Looking at the programme, Will says they rely on a combination of clomazone, pendimethalin, metribuzin and mesotrione, as well as Roundup Biactive (glyphosate) pre- and post-harvest. “It’s a complicated mix, being applied in the spring when the spraying water is cold, so mixing can be difficult with settling out.”

Saving solutions

The complexities and the associated challenges with this mix came to a head in spring this year. “We went to spray the field on 21 March, and nothing came out the nozzles – it was totally blocked up and we had to spend half a day cleaning out the sprayer and unblocking it, having pumped the contents into an IBC.”

Will says that they looked into the spray tank and could see that the mix had settled out, so Dominic suggested trying adding Kantor to see if it could “rescue” the chemistry. “We decided to test it by taking a couple of cans out and added approximately 200ml in to one of the containers.

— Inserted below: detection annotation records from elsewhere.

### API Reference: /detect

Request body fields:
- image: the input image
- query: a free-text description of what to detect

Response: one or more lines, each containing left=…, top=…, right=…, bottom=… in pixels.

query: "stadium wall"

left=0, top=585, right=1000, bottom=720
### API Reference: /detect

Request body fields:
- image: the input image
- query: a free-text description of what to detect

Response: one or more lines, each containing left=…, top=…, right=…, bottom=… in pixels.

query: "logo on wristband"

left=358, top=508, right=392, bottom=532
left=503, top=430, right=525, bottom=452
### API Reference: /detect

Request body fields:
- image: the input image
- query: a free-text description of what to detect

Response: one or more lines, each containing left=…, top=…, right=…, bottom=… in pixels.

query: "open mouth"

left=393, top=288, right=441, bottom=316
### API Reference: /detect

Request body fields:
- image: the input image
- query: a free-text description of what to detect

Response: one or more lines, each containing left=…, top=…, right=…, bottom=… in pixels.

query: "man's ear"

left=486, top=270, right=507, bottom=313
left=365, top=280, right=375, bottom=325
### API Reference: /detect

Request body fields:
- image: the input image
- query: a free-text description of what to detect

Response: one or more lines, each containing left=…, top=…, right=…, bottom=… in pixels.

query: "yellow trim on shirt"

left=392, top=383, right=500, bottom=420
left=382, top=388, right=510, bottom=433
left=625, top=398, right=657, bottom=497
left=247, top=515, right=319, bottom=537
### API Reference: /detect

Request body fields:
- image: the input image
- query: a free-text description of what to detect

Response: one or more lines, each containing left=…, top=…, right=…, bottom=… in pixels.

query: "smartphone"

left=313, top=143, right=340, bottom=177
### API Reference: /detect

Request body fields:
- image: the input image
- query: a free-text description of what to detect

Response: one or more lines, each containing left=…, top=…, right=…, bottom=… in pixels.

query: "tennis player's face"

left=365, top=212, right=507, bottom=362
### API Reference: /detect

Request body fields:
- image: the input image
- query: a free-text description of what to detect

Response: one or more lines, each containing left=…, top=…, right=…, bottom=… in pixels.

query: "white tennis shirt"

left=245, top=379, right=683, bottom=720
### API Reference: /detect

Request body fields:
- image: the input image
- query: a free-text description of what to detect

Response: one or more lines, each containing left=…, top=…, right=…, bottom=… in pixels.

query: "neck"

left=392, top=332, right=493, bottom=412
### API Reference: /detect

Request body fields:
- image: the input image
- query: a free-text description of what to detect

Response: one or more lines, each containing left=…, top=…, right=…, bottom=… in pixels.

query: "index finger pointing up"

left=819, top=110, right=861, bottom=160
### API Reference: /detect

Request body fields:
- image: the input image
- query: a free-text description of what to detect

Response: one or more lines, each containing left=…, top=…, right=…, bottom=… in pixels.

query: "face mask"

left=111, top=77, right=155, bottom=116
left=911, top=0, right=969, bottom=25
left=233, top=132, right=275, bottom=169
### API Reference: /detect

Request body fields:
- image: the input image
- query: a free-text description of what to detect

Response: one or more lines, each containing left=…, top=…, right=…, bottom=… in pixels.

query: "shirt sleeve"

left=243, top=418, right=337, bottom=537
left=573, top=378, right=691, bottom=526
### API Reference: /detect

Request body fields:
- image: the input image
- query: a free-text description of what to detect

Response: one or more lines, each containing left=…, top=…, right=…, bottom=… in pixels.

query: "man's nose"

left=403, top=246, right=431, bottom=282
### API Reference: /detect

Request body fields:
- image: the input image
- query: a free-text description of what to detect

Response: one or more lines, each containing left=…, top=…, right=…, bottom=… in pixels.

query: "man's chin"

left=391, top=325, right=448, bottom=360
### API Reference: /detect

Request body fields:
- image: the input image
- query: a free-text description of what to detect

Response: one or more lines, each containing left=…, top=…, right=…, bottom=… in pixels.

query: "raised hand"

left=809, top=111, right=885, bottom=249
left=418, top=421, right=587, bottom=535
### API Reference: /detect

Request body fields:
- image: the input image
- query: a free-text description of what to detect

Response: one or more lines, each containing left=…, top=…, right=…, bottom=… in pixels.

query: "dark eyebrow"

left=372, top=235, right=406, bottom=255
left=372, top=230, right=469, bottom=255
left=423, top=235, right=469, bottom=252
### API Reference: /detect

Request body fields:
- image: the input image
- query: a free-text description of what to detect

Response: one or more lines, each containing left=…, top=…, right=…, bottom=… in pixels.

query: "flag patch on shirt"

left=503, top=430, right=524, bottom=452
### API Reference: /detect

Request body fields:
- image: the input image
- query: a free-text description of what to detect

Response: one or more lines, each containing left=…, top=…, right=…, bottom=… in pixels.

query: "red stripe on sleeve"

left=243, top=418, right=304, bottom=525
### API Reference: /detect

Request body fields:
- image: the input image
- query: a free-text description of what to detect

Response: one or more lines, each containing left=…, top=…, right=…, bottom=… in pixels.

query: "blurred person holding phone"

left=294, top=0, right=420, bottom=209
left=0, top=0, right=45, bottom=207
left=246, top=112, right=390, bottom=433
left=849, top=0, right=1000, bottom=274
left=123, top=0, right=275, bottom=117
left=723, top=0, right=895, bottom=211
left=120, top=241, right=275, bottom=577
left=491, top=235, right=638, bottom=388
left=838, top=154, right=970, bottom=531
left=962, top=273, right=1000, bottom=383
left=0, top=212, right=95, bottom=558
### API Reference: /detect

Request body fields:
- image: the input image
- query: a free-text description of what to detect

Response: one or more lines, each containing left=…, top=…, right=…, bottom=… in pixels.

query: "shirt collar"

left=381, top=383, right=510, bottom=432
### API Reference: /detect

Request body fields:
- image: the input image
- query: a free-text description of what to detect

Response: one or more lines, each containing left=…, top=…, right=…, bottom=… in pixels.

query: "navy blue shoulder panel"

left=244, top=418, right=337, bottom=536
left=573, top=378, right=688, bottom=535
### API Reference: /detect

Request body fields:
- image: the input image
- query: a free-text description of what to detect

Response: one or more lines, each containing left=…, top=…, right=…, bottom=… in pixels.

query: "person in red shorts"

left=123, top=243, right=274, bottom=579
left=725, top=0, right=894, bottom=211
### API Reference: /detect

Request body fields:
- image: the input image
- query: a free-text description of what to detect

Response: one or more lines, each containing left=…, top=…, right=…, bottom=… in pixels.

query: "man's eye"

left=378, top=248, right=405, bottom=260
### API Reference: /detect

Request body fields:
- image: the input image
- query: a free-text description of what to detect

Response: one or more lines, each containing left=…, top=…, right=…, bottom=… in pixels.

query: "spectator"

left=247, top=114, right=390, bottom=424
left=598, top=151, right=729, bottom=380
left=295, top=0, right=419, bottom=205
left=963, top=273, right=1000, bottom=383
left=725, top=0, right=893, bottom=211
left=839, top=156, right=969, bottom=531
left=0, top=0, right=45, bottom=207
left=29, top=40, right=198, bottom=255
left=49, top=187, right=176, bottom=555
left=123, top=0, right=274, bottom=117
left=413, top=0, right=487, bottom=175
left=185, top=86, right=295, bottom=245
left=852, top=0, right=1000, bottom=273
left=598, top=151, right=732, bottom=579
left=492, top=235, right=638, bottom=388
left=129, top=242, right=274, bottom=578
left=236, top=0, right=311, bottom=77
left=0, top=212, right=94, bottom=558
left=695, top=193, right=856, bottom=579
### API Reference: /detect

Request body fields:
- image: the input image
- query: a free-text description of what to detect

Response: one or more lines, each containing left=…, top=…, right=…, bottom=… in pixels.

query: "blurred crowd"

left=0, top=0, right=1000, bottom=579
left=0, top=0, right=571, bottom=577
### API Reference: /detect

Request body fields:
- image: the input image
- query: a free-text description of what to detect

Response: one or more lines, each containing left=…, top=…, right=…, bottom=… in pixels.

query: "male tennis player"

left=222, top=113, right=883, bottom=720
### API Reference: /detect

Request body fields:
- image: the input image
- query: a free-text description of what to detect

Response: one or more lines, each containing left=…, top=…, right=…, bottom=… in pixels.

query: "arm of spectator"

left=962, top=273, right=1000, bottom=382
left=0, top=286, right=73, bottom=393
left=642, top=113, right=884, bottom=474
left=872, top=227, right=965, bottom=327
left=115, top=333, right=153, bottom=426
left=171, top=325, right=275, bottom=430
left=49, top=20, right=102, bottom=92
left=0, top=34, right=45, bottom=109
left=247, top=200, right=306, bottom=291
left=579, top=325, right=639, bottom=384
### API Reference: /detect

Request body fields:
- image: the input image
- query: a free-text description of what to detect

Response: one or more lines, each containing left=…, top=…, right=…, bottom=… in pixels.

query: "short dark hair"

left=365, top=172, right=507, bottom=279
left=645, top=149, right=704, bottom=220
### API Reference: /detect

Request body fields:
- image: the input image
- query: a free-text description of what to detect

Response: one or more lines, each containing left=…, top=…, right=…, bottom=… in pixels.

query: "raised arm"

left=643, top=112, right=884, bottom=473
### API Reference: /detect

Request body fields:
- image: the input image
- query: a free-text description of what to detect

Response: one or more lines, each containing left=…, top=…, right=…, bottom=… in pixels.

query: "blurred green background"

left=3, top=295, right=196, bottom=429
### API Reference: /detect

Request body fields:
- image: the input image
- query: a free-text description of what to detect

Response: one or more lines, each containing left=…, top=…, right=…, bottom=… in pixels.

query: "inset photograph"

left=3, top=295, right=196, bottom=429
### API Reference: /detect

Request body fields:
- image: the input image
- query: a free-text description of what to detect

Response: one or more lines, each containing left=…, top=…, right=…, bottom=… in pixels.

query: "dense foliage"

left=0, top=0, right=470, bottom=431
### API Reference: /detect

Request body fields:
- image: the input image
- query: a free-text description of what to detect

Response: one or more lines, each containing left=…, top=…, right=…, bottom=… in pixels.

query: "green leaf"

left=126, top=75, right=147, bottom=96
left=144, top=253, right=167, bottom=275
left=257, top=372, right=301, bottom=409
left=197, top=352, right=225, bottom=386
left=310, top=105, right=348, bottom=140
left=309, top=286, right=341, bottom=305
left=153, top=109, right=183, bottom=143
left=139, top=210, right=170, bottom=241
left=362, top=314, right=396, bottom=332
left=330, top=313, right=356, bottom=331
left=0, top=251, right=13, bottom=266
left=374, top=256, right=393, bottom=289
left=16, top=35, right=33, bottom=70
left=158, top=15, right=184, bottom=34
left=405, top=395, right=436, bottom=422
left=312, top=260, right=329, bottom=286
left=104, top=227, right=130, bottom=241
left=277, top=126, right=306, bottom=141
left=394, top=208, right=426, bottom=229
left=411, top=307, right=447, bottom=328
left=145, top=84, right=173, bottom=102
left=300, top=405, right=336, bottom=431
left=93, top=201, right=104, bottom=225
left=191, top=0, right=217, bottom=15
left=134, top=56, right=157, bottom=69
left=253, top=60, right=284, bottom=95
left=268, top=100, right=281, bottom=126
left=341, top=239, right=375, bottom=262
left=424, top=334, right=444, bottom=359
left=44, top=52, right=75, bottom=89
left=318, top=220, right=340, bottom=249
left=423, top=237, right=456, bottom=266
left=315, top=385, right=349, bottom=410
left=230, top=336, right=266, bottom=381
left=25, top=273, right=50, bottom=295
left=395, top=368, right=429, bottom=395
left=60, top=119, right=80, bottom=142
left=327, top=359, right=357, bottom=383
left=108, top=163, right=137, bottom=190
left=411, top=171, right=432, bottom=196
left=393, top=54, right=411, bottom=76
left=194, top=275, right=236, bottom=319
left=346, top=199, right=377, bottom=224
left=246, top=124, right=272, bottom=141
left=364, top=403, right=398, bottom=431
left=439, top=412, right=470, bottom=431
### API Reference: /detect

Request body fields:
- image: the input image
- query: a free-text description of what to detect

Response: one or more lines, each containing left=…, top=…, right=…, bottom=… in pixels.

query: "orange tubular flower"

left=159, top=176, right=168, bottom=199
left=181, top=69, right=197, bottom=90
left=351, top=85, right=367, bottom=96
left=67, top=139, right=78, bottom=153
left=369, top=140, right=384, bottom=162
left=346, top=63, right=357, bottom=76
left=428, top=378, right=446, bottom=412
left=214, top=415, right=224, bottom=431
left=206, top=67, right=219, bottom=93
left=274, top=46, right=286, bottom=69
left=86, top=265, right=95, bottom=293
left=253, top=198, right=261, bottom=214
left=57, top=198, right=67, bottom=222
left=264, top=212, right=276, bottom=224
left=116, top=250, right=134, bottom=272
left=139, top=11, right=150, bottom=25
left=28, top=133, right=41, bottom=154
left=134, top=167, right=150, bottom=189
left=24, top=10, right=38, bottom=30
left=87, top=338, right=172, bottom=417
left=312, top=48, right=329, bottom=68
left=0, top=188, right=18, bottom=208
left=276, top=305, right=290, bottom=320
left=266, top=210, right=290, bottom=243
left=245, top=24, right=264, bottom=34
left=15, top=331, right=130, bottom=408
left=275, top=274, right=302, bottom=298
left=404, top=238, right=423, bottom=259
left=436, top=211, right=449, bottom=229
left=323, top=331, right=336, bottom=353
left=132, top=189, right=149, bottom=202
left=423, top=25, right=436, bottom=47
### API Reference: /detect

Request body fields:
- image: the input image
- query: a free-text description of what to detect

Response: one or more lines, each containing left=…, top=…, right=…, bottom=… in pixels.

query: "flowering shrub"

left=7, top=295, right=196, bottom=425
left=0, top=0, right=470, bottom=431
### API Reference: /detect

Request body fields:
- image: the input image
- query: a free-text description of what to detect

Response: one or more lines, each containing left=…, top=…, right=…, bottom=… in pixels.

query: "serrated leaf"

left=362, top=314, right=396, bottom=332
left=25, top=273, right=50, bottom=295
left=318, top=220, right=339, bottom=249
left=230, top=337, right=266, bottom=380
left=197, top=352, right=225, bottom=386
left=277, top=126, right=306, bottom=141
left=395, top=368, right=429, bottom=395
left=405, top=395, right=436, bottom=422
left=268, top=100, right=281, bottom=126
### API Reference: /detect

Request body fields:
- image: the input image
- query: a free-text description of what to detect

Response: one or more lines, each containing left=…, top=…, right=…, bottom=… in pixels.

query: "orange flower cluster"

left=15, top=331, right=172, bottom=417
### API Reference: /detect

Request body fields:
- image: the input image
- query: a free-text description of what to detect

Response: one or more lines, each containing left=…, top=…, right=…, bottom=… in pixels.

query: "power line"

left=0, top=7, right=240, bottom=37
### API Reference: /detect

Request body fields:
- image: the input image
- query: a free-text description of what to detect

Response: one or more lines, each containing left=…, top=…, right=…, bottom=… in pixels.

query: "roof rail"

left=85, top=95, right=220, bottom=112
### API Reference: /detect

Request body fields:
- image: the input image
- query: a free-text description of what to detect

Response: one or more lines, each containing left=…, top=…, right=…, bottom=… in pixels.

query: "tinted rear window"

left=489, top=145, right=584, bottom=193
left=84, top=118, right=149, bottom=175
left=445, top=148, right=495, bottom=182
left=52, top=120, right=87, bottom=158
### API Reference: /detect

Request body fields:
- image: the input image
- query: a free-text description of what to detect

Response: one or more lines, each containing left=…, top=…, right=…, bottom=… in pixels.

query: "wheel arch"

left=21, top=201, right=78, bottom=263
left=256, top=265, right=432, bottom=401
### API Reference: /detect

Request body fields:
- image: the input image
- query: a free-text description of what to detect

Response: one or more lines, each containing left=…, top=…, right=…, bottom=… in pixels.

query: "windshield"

“We shook it all up and Kantor totally brought the whole mix back into a homogenous solution. We left it overnight and it was still in suspension the next morning.

“So we pumped the contents of the IBC back into the spray tank with Kantor and were able to apply to the fields with no issues to the
crop. The lesson learnt was for complicated tank-mixes, always add Kantor. It saves so much time.” Extensive testing over the years has shown
that adding Kantor to the spray tank before filling speeds up the mixing process and helps difficult mixes homogenise in the tank and
stay in solution, explains Stuart.

“Tank-mixing pesticides offers flexibility, saves time and may increase effectiveness, but it can be problematic. Adding any more than three products to the tank increases the risk of a mixing issue.” Of course, thorough mixing is crucial for pesticide effectiveness, he adds.

“Only active ingredients fully dissolved in water can be absorbed by plants. But mixing can be slow and tricky in cold water and some formulations can be hard to mix together, particularly at high pH and with hard water. You could be losing efficacy without even realising it.”

Therefore, adding Kantor to the tank before filling is a good insurance to avoid a mixing problem and achieve dependable crop protection performance, says Stuart. What’s more, although growers should take every precaution to avoid a tank-mixing issue, with time and effort it may be possible to recover a problematic tank-mix using Kantor, as Will proved this spring.

“Once the products have been successfully re-suspended, apply with constant agitation to avoid any further issues,” advises Stuart. With catchy weather patterns, challenging spraying conditions and crop protection weaknesses all putting pressure on the spring workload, Will says that if you can take the stress out of the operation, save yourself time and make the products mix together properly and perform as they need to then it’s a no-brainer. “Optimising the delivery of your crop protection products to where they are needed is crucial to get the most out of them,” he concludes.